Out of the 28 brands listed, Ford takes the 27th spot, while its Lincoln division comes in at 26. MyFord Touch, along with MyLincoln Touch have been cited as being the major setbacks faced by Ford, along with the brand’s new dual-clutch PowerShift transmission that has been fitted into many of Ford’s small cars. Along with these issues, the V8 powered Mustang has dropped below the average reliability level, and the EcoBoost lineup of engines reliability is also not recommended.
On the other end of the spectrum, the top five spots were claimed by Japanese automakers, with the top three all coming from Toyota. Scion took top honors, followed by Toyota, then Lexus, and rounded out by Mazda in fourth and Subaru in fifth.

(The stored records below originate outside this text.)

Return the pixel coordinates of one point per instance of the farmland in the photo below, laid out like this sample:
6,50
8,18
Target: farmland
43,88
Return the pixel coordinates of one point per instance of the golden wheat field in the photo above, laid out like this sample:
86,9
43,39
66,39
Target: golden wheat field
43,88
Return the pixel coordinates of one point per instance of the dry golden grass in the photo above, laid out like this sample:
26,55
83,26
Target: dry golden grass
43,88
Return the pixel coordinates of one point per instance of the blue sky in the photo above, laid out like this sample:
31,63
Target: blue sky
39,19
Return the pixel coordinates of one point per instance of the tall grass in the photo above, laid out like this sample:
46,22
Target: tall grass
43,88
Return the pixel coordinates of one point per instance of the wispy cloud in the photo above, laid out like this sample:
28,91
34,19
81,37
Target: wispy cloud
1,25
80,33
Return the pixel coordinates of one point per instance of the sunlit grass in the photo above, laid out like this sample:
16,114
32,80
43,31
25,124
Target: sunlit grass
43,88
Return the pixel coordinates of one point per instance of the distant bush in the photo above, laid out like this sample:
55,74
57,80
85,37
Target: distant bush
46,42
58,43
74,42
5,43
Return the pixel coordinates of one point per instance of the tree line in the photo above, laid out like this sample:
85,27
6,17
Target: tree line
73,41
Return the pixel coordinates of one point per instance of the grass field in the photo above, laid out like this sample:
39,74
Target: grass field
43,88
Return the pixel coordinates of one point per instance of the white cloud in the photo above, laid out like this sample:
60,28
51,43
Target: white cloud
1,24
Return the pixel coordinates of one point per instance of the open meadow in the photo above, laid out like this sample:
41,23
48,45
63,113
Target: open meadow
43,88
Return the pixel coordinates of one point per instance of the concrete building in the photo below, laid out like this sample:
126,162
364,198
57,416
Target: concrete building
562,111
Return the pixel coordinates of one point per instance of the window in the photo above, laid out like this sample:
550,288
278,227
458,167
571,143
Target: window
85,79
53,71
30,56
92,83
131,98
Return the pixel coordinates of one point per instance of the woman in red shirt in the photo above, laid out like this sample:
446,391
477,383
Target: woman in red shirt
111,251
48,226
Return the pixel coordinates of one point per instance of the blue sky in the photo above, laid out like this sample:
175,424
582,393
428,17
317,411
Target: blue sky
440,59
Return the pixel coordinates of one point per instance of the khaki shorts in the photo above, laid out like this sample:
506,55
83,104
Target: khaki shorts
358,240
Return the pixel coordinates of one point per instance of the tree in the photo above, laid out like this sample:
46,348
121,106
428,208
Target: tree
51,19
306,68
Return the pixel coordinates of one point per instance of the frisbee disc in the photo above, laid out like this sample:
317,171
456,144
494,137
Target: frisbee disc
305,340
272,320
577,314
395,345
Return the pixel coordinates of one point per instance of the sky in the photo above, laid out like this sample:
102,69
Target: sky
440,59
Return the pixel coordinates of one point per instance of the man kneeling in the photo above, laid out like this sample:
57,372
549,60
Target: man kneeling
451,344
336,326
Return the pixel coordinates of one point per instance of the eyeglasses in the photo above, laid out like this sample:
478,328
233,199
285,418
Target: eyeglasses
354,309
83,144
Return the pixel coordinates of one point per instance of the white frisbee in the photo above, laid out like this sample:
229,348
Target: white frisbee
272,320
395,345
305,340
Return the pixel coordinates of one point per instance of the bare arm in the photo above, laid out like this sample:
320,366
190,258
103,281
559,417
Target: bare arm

Out of 27 vehicles in Toyota’s lineup, 16 earned the highest rating possible in the survey.
Audi is creeping up the ranks, placing in at eighth, representing the top German automaker on the list, even beating some some Asian companies such as Kia and Nissan.
General Motor’s Cadillac division is the highest ranked domestic automaker on the list, finding itself in the eleventh spot, with GMC coming in at twelfth and Chevy at fifteenth, all moving up from last year. GM was the only domestic automaker to gain any position, as Chrysler, Jeep, and Dodge, along with Ford, all moved down the reliability list.
Compared to five years ago, Consumer Reports auto test director Jake Fisher says that the problems in our vehicles are mostly electronic based, where as they used to be engine, transmission or vehicle hardware issues.
The data used in this reliability study is collected from Consumer Reports subscribers, and asks them to list any serious problems they’ve had with their vehicles in the prior 12 months. Over 800,000 responses came in that covered 1.2 million vehicles from the 2010 to 2012 model years.